Women without makeup and hair styled are less employable, and earn lower wages. I’m a professional woman – or I was before I took time off to have kids – and I want to regain that and earn well.
Hence, I’ll be wearing what Tracey Spicer, in the video above, aptly calls the armour.
Some women argue that we don’t have to wear the armour in our daily, non-working life.
Yes, that’s true – but have you noticed how differently you’re treated when you’re dressed up as opposed to when you’re not?
I first noticed it when I was a lowly secretary. I had to wear a suit (skirt and jacket) and look very flash because I worked in the legal field. But even though I was earning a crappy salary and had no power at all, every single time I walked through a department store in town the sales assistants would fawn over me.
Did madam want to try some perfume? Did madam want to try this makeup? Did madam need some assistance?
“Madam” was earning a basic wage at the time and couldn’t afford any of it, but she learned a really important lesson.
Clothes really do make the man – or the woman. If you want to shop without being bothered, wear jeans. If you want to be assisted every step of the way, dress up. I don’t like it, but it’s a system and if you want to work the system, be smart about it, know it, and use it.
There are very very few people who can remove the status clothes of society and make a point doing so – Gandhi springs to mind here as an immediate example, but these people tend to be so instantly recognisable that their face is a thing of power. They have built so much personal power that the rules no longer apply.
People judge the rest of us on what we wear, and that includes makeup and hair and weight. It’s not a fair system, and it’s not the least bit sensible, but it’s the way things are.

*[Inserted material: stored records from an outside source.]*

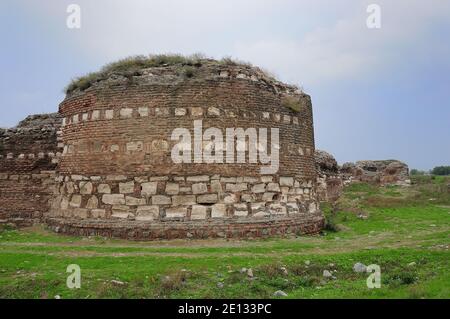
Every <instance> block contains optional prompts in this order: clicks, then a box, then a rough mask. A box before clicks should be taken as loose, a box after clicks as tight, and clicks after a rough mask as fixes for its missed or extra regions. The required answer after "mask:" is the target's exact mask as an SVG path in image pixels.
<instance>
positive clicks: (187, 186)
mask: <svg viewBox="0 0 450 319" xmlns="http://www.w3.org/2000/svg"><path fill="white" fill-rule="evenodd" d="M180 193H192V188H191V187H190V186H183V187H180Z"/></svg>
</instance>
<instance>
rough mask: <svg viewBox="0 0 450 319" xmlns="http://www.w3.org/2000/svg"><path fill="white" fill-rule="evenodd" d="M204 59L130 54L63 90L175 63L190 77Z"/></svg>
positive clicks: (69, 85)
mask: <svg viewBox="0 0 450 319" xmlns="http://www.w3.org/2000/svg"><path fill="white" fill-rule="evenodd" d="M205 61H212V60H211V59H209V58H207V57H206V56H205V55H203V54H200V53H197V54H193V55H189V56H184V55H181V54H152V55H149V56H145V55H138V56H131V57H128V58H125V59H121V60H119V61H116V62H112V63H109V64H107V65H105V66H103V67H102V68H101V69H100V71H98V72H92V73H89V74H87V75H84V76H81V77H78V78H75V79H73V80H72V81H71V82H70V84H69V85H68V86H67V87H66V89H65V92H66V94H70V93H72V92H73V91H75V90H77V89H80V90H81V91H83V90H86V89H88V88H89V87H90V86H92V84H94V83H95V82H99V81H102V80H105V79H107V78H108V77H109V76H110V75H112V74H119V75H123V76H126V77H131V76H133V75H140V70H142V69H145V68H151V67H165V66H174V65H177V66H179V67H180V73H182V74H183V75H184V76H186V77H187V78H191V77H193V76H194V75H195V67H199V66H201V65H202V63H204V62H205ZM216 62H217V63H219V64H223V65H232V66H245V67H252V64H251V63H249V62H244V61H240V60H236V59H232V58H230V57H225V58H223V59H221V60H219V61H216ZM266 73H267V74H268V76H271V75H269V73H268V72H266Z"/></svg>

Beauty is a system. Beauty isn’t what we’re born with. It’s a look. It’s a style of presentation. Ever seen Tori Spelling? She’s naturally very plain, but she’s styled correctly. She has her armour on.
Isn’t refusing makeup a feminist act?
Theoretically, refusing to wear makeup is a feminist act. It’s refusing to play by the rules. But armour – and makeup is armour – can give you strength. I think makeup-refusing feminists forget that. Good looks – even society-sanctioned good looks – provide a person with power. And as women, we need all the power we can get.
So I think the sensible approach is to take that power and fight the system from the inside. Become powerful, and pull the patriarchy apart from within.
Yes, makeup is a drag. Doing our hair is a drag. But when there are issues such as abortion and rape and pay equality to be dealt with, and young girls are still being pushed into lower paying careers and encouraged to be Disney princesses waiting for their princes to save them, I think there are more important fights to fight.
Let’s fight them first, and win them.